Blues |
Avec ce nouvel album, ‘Booker’s Guitar’, Eric Bibb réussit le challenge de non seulement rendre hommage aux anciens bluesmen, dont Bukka White, mais aussi à tous les noirs qui furent importés aux States et dont le blues fut le seul moyen pour crier aux travers de leurs chansons tout ce qu’ils avaient sur le cœur, leur âme blessée, leur chair maltraitée, leur statut d’homme réduit à celui d’esclave.
‘L’esprit noir est libre. C’est le cri de toute une communauté acceptant cette négritude à laquelle elle doit sa conviction que jamais l’esprit de l’homme noir ne se laissera enchaîner.’
Difficile pour un homme, et noir de peau, de pouvoir reproduire ce cri sans tomber dans le cliché ou le surfait, et toute la magie du poète-troubadour Eric Bibb est d’avoir réussi au travers de 18 chansons de faire revivre ce cri du cœur, et avec cette émotion intacte qui donne une luminosité sombre et belle à la fois à chacun des titres interprétés ici.

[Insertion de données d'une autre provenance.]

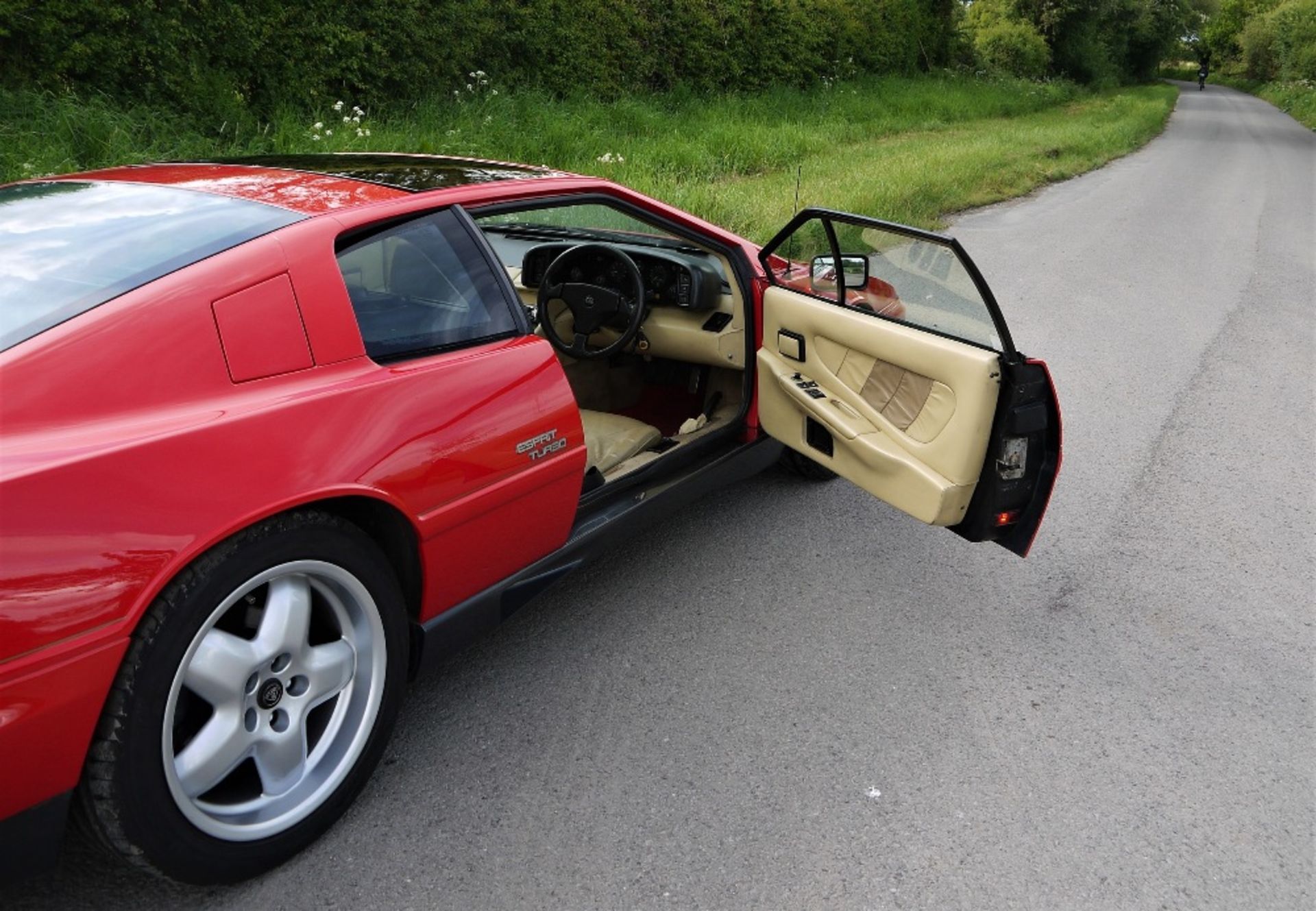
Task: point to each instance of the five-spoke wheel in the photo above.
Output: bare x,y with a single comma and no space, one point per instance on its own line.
254,701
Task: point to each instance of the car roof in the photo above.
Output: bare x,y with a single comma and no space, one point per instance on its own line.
317,183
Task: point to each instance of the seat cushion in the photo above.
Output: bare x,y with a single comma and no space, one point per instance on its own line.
609,440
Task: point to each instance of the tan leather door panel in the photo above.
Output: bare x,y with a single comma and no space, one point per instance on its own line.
910,413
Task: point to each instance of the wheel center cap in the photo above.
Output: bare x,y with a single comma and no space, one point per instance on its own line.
270,694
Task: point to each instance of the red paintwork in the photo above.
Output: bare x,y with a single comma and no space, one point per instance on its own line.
130,446
128,449
261,331
291,190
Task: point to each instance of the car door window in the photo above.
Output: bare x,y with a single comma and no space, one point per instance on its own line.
423,286
891,271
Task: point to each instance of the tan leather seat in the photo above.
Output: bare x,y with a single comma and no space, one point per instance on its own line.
609,440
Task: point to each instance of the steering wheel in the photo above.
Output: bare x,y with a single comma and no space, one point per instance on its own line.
592,306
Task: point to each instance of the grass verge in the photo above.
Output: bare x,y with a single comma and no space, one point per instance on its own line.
910,149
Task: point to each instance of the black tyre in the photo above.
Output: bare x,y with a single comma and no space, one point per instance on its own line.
254,701
806,467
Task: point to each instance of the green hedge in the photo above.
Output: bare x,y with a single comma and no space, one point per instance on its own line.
215,57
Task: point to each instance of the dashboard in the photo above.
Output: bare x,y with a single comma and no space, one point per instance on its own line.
672,278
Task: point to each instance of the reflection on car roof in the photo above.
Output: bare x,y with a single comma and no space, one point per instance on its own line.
403,171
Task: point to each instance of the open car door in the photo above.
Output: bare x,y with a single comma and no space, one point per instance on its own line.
886,360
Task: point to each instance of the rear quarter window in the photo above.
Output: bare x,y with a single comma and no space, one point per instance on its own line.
67,247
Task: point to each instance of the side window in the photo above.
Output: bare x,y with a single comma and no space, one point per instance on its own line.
891,271
423,286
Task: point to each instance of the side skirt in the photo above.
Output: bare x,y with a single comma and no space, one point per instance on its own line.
592,533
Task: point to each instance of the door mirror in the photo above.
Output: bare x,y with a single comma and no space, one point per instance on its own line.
855,267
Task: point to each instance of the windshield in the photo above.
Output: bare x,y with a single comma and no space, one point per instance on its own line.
587,221
67,247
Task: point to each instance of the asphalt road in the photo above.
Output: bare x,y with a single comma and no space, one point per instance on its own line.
791,696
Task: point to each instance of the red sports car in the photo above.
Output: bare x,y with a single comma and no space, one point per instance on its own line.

Après douze années – et autant d’albums – passées à essayer toutes les expériences, du duo au trio en passant par des formations plus étoffées, il aura fallu que le hasard (mais le hasard existe-t-il…?) lui mette entre les mains la vieille National de Bukka White pour que d’un coup vienne le déclic. La révélation. Comme si d’un coup tout le passé des Noirs d’Amérique venait de reprendre vie entre les doigts d’Eric Bibb.
‘Sur le plan spirituel, le fait de jouer sur la guitare de Booker a bouleversé en profondeur mon rapport au Blues traditionnel. Cela tenait à la fois de l’épreuve initiatique et de la grâce. Je me suis dit que le moment était venu pour moi de rendre un véritable hommage à la musique et aux artistes de cette époque révolue.’
Le CD est un hommage, une volonté de transmettre une prise de conscience profonde de ce que fut ce pan d’histoire que les Etats-Unis n’ont peut-être pas encore totalement digéré, malgré l’élection de Barack Obama à la Présidence. Un pan d’histoire qu’Eric Bibb va vous faire ressentir au travers de dix huit titres à l’émotion à fleur de peau.
Un disque qui va, à sa manière, marquer l’histoire du Blues. Un disque qui mérite plus que le respect, l’amour.